Family Christian Stores bonus track
| No. | Title | Length |
|---|---|---|
| 13. | "Wish You Well" (Piano Version) | 3:50 |

== Credits ==
- Trevor McNevan - vocals, guitar
- Joel Bruyere - bass
- Steve Augustine - drums

Production

- Ken Andrews - producer, engineering, mixing
- Ross Hogarth - engineering
- Dave Hill - photography
- Ryan Clark (musician) - design, art direction
- Tom Baker - mastering

Additional musicians

- Ken Andrews - keyboards, programming, additional backing vocals
- Charlotte Martin - additional backing vocals on Inhuman
- Phil X - additional guitars
- Steve Black - string arrangements

== DVD (Inspired Heart Edition) ==
Family Christian Stores exclusive:

1. "Making of the Record"
2. "On-Tour with TFK"
3. "The Flame in All of Us" (Acoustic)
4. "Breathe You In" (Acoustic)
5. "Rawkfist" (Music Video)
6. "Move" (Music Video)
7. "Bonus Footage"

== Music videos ==
"The Flame in all of Us" has two music videos, more than any other TFK album. The official video for the album is "Falls Apart" and there is a second bonus video for "Favorite Disease".

The "Falls Apart" video starts off showing the band in a dark wood room, with lots of rope around them. The members only have enough room to play their instruments. Eventually a man and a woman are shown and they are being held together by ropes. The man walks over to the woman and puts his arm around her. After a while she gets up and starts walking away, but then the ropes come off around everyone (the band and the couple alike). As a result, all of the couple's body parts lie on the floor.
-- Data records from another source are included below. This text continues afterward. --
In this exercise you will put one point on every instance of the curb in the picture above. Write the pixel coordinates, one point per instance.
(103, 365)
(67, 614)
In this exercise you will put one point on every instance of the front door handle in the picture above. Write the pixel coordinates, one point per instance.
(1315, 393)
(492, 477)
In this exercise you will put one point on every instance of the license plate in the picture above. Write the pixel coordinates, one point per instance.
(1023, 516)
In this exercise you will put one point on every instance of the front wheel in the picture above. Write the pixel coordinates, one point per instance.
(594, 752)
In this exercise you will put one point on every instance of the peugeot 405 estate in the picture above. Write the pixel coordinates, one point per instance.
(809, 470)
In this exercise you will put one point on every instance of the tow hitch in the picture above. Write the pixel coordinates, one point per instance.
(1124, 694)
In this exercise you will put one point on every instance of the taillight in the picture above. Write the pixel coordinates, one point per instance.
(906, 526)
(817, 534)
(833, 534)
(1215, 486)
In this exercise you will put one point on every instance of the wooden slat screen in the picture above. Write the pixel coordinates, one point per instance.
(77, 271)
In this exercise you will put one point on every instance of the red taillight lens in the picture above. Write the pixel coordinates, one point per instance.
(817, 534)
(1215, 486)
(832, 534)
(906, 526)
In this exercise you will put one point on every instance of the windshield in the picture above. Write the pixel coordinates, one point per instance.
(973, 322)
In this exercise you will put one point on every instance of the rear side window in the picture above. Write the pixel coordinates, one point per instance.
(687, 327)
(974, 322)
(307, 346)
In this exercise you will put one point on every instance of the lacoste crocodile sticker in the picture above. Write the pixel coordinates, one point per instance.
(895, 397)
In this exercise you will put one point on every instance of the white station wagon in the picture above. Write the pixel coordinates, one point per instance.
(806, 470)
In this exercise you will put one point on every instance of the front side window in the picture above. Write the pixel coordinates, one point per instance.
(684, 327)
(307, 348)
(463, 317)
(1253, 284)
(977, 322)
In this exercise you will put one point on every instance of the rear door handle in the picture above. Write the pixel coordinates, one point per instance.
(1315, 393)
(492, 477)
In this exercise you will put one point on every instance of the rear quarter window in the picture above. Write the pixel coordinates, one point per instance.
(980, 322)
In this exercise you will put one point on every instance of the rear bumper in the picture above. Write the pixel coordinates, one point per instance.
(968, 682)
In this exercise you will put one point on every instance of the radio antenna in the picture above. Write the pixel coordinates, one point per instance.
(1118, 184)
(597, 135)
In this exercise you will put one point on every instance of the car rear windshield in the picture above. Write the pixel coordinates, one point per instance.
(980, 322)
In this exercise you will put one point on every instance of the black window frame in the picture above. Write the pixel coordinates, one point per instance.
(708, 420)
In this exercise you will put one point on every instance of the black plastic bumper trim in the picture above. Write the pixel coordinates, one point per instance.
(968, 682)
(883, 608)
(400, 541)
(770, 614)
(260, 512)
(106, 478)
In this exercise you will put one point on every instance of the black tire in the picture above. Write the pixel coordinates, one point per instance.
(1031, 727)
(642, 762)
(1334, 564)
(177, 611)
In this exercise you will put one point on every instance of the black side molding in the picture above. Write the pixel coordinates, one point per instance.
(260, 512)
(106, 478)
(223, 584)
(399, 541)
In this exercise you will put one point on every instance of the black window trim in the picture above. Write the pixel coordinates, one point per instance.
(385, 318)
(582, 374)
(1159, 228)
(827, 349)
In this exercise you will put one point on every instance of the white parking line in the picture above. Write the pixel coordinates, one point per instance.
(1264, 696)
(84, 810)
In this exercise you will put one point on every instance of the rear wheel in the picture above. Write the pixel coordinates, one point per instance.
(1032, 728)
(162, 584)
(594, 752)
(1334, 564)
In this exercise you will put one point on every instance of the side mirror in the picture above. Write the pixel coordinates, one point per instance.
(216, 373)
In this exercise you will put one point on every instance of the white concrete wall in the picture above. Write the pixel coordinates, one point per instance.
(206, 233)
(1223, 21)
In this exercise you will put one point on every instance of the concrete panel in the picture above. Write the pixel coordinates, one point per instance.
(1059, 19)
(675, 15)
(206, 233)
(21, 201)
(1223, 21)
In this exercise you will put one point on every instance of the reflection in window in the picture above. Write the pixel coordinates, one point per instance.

One of the man's hands crawls over to one of the woman's hands to give her a needle with thread in it to sew both of them back up while the band ends the song.

The video for "Favorite Disease" involves the band but does not show them playing instruments. McNevan is only shown singing at three parts in the song. The video begins with four soldiers (the band) walking in a line through a grass field. McNevan, the commanding officer, orders Joel Bruyere, against his will, to head in one direction. As they are walking they are fired at by unseen enemies and one soldier (Bruyere) goes down; before Bruyere dies he hands McNevan a piece of paper. As the trio are eating dinner by a fire, McNevan starts singing the song and reads the paper, McNevan then proceeds to go to Bruyere's grave. A flash back then occurs in which McNevan realizes that if he had not have made Bruyere go in the one direction Bruyere would have not been shot; also in the flash back it shows McNevan dying instead of Bruyere.